Let $\struct {\Z \sqbrk {\sqrt 2}, +, \times}$ be the integral domain where $+$ and $\times$ are conventional addition and multiplication on real numbers.

Then numbers of the form $a + b \sqrt 2$ such that $a^2 - 2 b^2 = \pm 1$ are all units of $\struct {\Z \sqbrk {\sqrt 2}, +, \times}$.

## Proof

For $a + b \sqrt 2$ to be a unit of $\struct {\Z \sqbrk {\sqrt 2}, +, \times}$, we require that:

$\exists c, d \in \Z: \paren {a + b \sqrt 2} \paren {c + d \sqrt 2} = 1$

In Quadratic Integers over 2 are Not a Field it is shown that the product inverse of $\paren {a + b \sqrt 2}$ is $\dfrac a {a^2 - 2 b^2} + \dfrac {b \sqrt 2} {a^2 - 2 b^2}$.
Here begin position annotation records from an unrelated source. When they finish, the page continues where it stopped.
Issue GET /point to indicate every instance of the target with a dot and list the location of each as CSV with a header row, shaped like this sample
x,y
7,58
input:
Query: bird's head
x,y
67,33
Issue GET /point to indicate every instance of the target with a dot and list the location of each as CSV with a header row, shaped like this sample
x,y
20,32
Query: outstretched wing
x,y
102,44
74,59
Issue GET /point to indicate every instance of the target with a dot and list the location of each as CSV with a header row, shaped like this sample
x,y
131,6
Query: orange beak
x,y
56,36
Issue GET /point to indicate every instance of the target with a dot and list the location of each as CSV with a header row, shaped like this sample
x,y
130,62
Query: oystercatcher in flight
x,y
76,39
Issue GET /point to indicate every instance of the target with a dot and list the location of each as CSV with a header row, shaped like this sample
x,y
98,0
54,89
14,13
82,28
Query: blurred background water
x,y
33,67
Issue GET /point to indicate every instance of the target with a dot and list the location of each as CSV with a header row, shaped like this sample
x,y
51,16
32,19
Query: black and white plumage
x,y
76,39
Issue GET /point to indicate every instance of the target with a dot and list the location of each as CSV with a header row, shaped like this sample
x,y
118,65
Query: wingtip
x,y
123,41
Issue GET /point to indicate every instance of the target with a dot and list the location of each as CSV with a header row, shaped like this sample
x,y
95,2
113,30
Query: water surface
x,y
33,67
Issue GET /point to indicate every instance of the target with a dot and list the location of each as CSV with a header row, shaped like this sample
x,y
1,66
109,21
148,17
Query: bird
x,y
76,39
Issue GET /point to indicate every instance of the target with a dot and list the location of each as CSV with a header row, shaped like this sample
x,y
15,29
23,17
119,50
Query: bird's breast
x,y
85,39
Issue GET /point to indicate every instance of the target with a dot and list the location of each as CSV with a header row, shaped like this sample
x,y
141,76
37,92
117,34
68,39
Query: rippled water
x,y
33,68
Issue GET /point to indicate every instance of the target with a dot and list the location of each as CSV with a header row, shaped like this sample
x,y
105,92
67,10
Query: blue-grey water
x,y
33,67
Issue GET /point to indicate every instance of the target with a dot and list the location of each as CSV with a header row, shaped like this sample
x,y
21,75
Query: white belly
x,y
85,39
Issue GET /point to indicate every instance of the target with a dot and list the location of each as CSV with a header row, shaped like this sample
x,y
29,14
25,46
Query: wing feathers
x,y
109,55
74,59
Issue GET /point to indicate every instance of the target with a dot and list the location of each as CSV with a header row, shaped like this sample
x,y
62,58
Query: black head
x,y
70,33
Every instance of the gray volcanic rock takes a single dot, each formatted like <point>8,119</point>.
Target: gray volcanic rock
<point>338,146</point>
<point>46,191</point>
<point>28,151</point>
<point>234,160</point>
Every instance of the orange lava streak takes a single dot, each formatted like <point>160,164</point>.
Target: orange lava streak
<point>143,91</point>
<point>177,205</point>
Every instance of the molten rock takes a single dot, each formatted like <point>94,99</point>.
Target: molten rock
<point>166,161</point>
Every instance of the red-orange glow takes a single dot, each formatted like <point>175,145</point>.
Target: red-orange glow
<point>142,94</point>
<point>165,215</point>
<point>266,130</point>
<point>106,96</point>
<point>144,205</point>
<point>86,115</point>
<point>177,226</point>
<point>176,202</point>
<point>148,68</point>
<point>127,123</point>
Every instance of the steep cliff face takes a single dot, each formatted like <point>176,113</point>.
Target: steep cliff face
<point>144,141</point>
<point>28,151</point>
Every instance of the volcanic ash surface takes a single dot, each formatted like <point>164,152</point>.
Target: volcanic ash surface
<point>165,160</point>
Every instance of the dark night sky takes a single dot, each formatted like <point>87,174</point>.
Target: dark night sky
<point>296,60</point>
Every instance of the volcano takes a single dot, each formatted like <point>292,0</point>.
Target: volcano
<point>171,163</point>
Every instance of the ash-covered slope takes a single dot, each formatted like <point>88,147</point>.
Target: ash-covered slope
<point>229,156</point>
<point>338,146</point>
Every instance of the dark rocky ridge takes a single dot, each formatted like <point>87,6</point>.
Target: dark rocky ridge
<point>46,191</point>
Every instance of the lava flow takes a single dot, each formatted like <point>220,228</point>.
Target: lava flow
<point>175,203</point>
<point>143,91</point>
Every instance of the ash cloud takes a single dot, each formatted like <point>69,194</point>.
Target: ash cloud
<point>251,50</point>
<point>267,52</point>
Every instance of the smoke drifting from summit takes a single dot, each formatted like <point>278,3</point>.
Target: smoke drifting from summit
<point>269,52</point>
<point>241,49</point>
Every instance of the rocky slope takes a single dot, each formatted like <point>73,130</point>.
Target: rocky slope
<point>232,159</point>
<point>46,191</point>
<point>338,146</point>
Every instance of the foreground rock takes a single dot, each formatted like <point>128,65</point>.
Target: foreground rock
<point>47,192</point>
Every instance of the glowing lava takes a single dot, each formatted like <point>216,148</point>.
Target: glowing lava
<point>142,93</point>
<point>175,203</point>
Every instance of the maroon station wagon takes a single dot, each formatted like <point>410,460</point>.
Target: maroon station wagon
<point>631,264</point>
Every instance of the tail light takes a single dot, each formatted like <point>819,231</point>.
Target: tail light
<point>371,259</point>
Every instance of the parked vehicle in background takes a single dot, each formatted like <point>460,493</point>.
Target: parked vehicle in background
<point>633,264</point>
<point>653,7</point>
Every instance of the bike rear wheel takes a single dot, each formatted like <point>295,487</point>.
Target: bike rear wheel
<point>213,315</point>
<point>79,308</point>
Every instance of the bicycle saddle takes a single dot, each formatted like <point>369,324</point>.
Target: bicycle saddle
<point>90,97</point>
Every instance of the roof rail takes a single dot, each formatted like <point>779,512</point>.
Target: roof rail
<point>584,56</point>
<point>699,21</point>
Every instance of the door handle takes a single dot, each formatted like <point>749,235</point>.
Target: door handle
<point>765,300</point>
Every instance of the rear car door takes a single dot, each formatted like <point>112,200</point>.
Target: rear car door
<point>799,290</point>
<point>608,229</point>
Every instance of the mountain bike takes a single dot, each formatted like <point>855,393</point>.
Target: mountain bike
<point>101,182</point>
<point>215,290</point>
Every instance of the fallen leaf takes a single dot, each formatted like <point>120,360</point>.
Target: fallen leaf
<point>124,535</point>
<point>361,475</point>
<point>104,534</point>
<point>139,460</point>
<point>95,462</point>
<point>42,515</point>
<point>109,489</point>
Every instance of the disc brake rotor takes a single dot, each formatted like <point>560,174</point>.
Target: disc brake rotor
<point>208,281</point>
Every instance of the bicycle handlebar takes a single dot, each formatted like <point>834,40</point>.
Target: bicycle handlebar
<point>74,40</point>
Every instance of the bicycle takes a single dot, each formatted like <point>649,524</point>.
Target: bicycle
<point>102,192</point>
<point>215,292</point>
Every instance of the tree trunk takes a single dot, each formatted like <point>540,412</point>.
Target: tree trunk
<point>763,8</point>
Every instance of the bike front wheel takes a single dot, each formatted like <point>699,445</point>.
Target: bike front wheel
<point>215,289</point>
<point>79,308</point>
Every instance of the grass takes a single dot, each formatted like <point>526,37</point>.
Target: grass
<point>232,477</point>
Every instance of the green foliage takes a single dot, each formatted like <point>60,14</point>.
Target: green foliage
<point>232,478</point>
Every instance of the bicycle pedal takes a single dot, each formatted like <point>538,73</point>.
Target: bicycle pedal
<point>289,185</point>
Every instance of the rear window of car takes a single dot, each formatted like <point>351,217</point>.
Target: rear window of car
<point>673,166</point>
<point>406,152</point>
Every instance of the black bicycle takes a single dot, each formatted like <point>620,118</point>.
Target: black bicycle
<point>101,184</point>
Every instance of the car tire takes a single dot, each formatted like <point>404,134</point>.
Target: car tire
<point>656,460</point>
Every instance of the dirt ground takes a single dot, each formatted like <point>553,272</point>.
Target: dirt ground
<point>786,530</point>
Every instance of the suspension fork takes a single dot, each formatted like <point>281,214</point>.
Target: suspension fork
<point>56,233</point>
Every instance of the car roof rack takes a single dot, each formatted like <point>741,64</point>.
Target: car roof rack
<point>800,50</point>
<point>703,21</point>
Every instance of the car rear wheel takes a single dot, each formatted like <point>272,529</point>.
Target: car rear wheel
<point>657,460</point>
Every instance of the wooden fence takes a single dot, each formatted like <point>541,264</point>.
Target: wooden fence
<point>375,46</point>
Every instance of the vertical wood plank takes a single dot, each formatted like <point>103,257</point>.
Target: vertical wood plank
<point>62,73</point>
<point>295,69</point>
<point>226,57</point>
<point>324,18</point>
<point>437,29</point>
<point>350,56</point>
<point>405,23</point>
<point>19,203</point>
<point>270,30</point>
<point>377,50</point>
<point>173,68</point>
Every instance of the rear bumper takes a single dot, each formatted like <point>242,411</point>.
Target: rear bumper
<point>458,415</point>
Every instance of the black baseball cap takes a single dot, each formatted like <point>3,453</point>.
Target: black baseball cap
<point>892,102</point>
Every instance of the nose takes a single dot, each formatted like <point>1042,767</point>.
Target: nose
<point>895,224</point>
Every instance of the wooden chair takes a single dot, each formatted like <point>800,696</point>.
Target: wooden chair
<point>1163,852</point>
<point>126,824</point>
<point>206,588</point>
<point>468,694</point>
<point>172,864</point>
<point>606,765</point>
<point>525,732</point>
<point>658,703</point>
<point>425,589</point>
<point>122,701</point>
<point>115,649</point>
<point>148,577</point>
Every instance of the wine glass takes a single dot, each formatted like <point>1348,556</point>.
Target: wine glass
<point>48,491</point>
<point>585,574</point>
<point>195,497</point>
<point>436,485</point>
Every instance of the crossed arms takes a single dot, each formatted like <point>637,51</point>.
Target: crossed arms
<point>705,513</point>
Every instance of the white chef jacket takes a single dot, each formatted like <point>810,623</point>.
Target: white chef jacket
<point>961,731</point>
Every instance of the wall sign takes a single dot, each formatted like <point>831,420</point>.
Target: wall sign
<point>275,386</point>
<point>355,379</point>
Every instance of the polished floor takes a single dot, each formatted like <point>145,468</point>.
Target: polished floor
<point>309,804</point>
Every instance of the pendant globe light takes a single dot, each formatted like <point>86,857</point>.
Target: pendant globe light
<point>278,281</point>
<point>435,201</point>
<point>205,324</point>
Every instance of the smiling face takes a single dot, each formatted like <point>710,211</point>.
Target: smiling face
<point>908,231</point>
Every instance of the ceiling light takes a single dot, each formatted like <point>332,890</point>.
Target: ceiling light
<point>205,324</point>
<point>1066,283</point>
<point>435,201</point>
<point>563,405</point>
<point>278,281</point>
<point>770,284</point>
So if $a^2 - 2 b^2 = \pm 1$ it follows that $c$ and $d$ are integers.

Hence the result.

$\blacksquare$

## Note

This is not to say that the only units of $\struct {\Z \sqbrk {\sqrt 2}, +, \times}$.

This simple analysis does not rule out the possibility of there being other $a, b \in \Z$ such that $\dfrac a {a^2 - 2 b^2} + \dfrac {b \sqrt 2} {a^2 - 2 b^2} \in \Z \sqbrk {\sqrt 2}$.